How do you read it?

On one occasion an expert in the law stood up to test Jesus.
“Teacher,” he asked, “what must I do to inherit eternal life?”  
“What is written in the Law?” he replied. “How do you read it?”
(Luke 10: 25-26)

As a rabbi, Jesus answered the law expert’s question with another one. In fact, with two other questions. The first was easy to answer. The expert knew what was written in the Law and quoted the text perfectly. The second one was more demanding. It touched the way he understood it. And it is this question that I invite you to think about. How have we been reading the Scriptures?

Some time ago I heard a Brazilian Christian leader, whom I greatly admire, answering the question: ‘What is the problem with Brazilian evangelical Christians?” The question had been asked in response to the clear division and antagonistic positions of evangelicals and evangelical leaders in the public environment, among other issues. He was straightforward: “The Bible”. It took me a few minutes to understand his response in depth. And I understood it by remembering that conversation between Jesus and the expert in the law.

The way we read the Bible reveals deep roots, as well as life conceptions of the human being, of God, of ourselves. Therefore, not all of us read the same Bible, although it is the same book. And differences in our reading comprehension is not really the problem. The point is that we can read it in an antagonistic and irreconcilable way. There are poor readings that lead to poor spirituality!

Martin Luther King Jr. did not read the same Bible as the Ku Klux Klan. He also diverged in his reading from most evangelicals in the southern United States, in particular. Dietrich Bonhoeffer did not read the same Bible as the German church did. The German churches that were silent in the face of the Nazi horrors read the ‘same’ bible in a completely different way to the young theologian. Differences in reading and posture continue everywhere! What Bible have we read? Would our Lord read it as we do?

Returning to the dialogue between Jesus and the expert in the Law, we find ourselves facing the same current problem or challenge – the meaning we give to what we read and the implications that we admit for our lives when reading the bible. It was written, but how should it be lived? Challenged by the duty to love God and our fellow human, the expert in the Law was unsure about who this person should be. Interestingly, he had no doubts about the part about loving God with all his heart, soul, strength and understanding.

Sometimes I have the feeling that, like him, we have become experts in God. We know all about divinity. We know what God likes and dislikes, what God admits and what God doesn’t, who has a chance with God and who doesn’t. But, also as that expert in the Law, we are ignorant about others. We don’t know who they are. We don’t see it as our responsibility. We are quick to judge and slow to have mercy. And not every kind of fellow human is acceptable or a candidate for our love. Somehow, our love has some criteria that means some people have to deny themselves in order to meet it. We forget that this criterion belongs to Christ and not to his followers.

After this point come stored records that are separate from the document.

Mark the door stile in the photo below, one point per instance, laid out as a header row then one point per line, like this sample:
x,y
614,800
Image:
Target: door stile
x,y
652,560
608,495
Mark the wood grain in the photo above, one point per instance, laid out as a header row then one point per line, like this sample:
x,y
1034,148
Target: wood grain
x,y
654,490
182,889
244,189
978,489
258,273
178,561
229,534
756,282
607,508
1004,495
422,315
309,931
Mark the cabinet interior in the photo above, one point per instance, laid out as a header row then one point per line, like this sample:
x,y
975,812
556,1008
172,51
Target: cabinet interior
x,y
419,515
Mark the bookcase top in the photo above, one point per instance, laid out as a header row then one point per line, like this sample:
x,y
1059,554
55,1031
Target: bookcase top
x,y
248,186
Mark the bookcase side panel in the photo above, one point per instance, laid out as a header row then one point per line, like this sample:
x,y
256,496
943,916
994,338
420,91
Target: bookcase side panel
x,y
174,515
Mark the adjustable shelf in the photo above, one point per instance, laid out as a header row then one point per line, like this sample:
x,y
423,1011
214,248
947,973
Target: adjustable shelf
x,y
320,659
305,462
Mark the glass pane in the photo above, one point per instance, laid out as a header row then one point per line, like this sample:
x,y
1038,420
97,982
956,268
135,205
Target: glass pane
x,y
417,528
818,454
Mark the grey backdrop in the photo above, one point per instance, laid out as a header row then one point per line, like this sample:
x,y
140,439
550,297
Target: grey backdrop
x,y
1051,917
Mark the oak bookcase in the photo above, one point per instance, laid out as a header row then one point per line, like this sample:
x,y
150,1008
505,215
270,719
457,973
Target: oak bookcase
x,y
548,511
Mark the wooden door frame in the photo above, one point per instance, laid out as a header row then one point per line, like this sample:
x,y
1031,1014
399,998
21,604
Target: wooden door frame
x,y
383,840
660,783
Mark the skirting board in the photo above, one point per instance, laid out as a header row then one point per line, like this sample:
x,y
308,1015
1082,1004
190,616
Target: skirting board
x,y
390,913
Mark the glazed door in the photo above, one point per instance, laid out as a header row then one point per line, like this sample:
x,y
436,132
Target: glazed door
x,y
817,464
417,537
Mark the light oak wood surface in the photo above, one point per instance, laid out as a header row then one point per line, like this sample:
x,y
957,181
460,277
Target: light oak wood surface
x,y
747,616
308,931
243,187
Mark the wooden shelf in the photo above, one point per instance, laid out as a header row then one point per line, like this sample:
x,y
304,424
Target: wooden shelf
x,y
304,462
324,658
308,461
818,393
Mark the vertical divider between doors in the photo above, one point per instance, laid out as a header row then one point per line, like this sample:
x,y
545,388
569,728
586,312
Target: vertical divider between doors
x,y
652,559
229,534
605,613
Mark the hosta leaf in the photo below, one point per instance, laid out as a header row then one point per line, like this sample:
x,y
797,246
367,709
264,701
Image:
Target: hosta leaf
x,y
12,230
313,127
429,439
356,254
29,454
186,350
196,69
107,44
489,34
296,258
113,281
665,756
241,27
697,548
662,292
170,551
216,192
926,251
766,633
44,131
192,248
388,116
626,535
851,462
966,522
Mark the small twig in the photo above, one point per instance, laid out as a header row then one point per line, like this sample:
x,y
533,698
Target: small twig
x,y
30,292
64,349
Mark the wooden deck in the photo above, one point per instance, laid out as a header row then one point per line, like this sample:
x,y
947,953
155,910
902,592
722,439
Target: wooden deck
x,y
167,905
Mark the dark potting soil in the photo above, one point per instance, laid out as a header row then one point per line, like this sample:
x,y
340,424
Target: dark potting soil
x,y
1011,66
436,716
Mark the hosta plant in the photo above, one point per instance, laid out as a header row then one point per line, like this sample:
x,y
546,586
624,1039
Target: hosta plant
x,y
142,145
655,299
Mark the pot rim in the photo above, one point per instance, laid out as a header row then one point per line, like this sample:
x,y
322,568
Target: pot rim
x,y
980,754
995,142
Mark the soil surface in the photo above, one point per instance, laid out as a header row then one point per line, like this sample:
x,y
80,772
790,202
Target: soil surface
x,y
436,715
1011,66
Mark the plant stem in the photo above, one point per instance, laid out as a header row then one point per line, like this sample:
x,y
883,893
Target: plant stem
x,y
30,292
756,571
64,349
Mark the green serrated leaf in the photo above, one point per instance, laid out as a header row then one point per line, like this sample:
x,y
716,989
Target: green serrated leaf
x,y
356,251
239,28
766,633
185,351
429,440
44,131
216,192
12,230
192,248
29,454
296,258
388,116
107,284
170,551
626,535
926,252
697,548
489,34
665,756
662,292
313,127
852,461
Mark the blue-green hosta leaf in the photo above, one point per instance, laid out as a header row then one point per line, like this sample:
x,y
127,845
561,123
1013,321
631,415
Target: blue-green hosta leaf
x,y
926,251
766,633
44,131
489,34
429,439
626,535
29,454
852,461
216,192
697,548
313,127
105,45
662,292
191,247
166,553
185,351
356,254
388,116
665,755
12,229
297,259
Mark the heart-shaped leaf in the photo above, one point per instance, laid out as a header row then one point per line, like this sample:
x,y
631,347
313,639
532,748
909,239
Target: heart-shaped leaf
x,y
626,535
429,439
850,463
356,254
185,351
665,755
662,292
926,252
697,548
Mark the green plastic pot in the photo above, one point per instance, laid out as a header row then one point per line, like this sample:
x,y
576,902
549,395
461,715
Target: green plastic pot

All of this leads me to consider whether two thousand years after Jesus and the Law expert talked, we understand the Gospel that Jesus lived out. We build temples, create liturgies, establish religions, write doctrines, systematise God. We organise movements, create networks, launch projects and write statements, as well. Still, instead of being stronger and more united, we are weaker and more divided. And we even antagonise ourselves! Jesus’ second question is very relevant to us. The answer that emerges requires reflection, prayer and conversations. How have we been reading the Bible? With what eyes, heart and mind? With what perspectives, assumptions and prejudices? Our attitudes towards others reveal our reading. What we know about people is perhaps more important than what we claim to know about God as we read the Bible.

I don’t think we can know God well if we don’t know our fellow human. And a true knowledge of God will lead us to know our ‘neighbor’ better. Our neighbor is so important in our relationship with God that, in the perspective presented by Jesus in Matthew 25, the only one that shall serve God is the one who serves their neighbors.

You may not have read the entire Bible even once, from beginning to end. Consider reading more! You may have read it dozens of times, from beginning to end and even have a medal or certificate of honor for your laudable discipline. Keep reading! But let us not fail to evaluate ourselves as to our postures and attitudes towards life and people. The book of Acts calls our faith “The Way”. The writer of the letter to the Hebrews says that Jesus inaugurated a new and living way for us. If we are ‘on the Way’, we know that sometimes it is smooth, simple and flat. Yet, sometimes hard, complex and rough. It requires faith and courage. Courage to see, hear and understand. Courage to admit, repent and correct our errors. It requires learning to abandon the wrong paths, discover new ones, because grace is alive in its manifestation in history. It is the aroma of new wine that always calls for new wineskins. Our faith is a path of disciples and not of adherents.

What’s written? How do we read? May we, assisted by the Holy Spirit, be able to read our Bibles in such a way that the Kingdom of God is manifested and that we are, each one of us, living signs of God’s presence.